There has been a lack of demand in the market as cited by some reports. There is a decline in auto sales figures. Overall the private consumption growth requires a major boost up. This budget does not directly address this issue. There is no significant tax deductions mentioned for the middle class apart from the affordable housing scheme. Moreover no concrete plan is mentioned on growing income of the farmers. Over and above there has been a two rupees increase in the prices of petrol and diesel. This increase will have a impact on prices of essential commodities as the cost of transportation is increased. The price of auto parts have also been increased. Hence there is a chance of more reduced demand. There has been some focus on electric vehicles. However on how much it will have a impact on generation demand in short to medium run remains questionable. There has been some indirect measures taken to generate demand by pumping more money in the PSUs and the focus on NBFCs. But the question remains on is it sufficient enough in the immediate run.

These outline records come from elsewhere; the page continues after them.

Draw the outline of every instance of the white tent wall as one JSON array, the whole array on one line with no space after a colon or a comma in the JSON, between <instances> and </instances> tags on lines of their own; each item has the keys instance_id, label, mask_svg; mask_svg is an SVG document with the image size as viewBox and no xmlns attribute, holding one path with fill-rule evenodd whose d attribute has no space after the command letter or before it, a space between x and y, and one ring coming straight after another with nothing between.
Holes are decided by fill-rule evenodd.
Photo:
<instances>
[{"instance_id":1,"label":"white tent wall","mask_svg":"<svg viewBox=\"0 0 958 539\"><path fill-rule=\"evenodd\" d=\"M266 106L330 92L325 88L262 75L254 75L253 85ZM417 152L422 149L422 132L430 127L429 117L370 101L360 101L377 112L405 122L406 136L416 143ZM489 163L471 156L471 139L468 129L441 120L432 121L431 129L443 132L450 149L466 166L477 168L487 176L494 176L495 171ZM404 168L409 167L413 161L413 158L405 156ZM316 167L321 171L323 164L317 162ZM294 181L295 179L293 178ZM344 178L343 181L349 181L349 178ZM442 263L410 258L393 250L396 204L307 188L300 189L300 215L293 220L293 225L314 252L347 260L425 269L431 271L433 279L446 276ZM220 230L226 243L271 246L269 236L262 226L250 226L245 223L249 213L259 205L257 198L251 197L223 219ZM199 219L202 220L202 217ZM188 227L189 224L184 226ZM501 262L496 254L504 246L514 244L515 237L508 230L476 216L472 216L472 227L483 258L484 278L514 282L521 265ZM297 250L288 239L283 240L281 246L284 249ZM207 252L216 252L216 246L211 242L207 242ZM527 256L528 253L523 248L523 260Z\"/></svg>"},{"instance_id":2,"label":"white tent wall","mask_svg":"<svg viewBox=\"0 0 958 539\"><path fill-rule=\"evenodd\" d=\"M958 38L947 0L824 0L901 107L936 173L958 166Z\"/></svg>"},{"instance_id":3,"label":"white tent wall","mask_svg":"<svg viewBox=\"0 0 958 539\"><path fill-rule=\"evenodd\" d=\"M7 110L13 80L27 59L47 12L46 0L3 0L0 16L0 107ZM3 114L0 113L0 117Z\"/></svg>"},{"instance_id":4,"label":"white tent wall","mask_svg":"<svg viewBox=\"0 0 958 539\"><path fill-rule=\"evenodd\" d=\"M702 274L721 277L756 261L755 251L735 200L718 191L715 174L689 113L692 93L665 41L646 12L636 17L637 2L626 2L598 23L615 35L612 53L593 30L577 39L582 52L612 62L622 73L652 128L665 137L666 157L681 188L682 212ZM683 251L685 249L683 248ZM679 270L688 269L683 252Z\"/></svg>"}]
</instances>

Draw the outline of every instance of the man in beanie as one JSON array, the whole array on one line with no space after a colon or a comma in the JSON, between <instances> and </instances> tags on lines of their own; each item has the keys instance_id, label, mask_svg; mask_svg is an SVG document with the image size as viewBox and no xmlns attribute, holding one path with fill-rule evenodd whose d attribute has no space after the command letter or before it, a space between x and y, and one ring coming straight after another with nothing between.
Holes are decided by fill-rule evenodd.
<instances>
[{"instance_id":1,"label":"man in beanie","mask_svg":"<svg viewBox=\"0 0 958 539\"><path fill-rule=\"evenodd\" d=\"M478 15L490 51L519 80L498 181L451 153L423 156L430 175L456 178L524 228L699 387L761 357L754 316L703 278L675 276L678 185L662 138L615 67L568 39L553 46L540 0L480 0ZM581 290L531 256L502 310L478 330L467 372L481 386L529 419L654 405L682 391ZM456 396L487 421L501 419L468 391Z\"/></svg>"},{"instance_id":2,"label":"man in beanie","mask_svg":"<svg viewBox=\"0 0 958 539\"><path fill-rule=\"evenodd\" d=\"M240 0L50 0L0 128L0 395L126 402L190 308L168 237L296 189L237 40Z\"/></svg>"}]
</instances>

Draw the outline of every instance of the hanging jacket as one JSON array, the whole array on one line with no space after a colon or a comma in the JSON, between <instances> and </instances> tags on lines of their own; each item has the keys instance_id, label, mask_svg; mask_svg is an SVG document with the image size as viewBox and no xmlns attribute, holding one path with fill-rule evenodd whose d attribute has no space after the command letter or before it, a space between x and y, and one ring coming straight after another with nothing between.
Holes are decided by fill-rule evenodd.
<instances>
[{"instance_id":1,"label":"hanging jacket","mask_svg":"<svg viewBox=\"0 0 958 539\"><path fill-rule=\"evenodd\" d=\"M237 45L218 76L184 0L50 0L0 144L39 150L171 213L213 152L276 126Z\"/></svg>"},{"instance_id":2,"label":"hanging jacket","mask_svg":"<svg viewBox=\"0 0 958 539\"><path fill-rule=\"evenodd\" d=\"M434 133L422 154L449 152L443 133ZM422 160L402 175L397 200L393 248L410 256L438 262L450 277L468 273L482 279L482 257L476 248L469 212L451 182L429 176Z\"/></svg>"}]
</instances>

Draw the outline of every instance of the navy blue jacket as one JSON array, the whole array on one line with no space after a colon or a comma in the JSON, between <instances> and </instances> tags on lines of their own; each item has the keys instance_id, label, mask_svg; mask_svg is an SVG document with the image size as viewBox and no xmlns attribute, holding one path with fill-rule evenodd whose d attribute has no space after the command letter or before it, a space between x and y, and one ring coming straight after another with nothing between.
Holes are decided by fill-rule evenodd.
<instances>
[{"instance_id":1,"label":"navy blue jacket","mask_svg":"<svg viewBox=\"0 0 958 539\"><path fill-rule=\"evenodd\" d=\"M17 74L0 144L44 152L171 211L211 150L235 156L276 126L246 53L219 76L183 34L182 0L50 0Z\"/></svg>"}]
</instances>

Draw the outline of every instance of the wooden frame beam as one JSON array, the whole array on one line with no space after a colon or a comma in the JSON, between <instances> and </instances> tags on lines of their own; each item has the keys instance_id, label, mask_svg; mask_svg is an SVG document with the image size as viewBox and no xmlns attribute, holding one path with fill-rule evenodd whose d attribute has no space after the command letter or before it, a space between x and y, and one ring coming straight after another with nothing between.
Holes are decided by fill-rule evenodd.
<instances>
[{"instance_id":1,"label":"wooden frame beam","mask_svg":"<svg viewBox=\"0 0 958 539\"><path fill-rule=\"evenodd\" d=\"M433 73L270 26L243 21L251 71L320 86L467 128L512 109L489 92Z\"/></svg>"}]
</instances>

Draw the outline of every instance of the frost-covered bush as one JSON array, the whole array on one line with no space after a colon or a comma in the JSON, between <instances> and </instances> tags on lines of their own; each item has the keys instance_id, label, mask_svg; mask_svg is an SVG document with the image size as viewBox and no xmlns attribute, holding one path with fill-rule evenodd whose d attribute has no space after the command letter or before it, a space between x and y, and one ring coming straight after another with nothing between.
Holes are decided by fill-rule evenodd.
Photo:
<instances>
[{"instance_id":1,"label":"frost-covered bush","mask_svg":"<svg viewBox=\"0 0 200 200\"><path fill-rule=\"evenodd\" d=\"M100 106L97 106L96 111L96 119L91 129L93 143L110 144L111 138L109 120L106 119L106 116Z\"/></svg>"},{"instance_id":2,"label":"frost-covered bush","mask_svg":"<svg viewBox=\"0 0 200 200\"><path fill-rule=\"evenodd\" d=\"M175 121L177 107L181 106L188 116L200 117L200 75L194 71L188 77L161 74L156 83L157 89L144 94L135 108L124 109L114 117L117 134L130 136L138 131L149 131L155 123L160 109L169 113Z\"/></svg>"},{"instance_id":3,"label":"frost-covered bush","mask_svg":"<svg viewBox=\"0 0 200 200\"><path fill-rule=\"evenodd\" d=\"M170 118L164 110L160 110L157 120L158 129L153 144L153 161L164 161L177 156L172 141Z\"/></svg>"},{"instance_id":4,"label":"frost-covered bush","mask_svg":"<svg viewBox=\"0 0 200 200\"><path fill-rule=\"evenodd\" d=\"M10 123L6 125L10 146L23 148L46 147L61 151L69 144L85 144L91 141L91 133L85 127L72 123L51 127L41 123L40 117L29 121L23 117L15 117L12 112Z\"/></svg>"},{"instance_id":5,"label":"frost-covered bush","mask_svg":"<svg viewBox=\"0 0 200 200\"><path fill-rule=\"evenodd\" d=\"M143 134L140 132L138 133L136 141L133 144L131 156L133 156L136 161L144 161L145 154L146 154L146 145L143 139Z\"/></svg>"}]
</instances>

So in terms of all areas of challenges, the budget has adopted some measures to address them in a medium to long run. However the extent of focus and big push required for this is yet to be seen. While the intent is there, a more focused and constructive view is required for each of these major challenges especially in the immediate run.


One comment

  1. First of all, I really appreciate your research work to build this content.
    It’s a precise but descriptive analysis of the major economic issues of our country.
    I really want to know more about the following points.
    1. Short term and Long term perspectives of budget allocation on Water Management in Indian Agricultural Scenario.
    2. What is the scope to increase employment opportunities with this critical spend approach on education.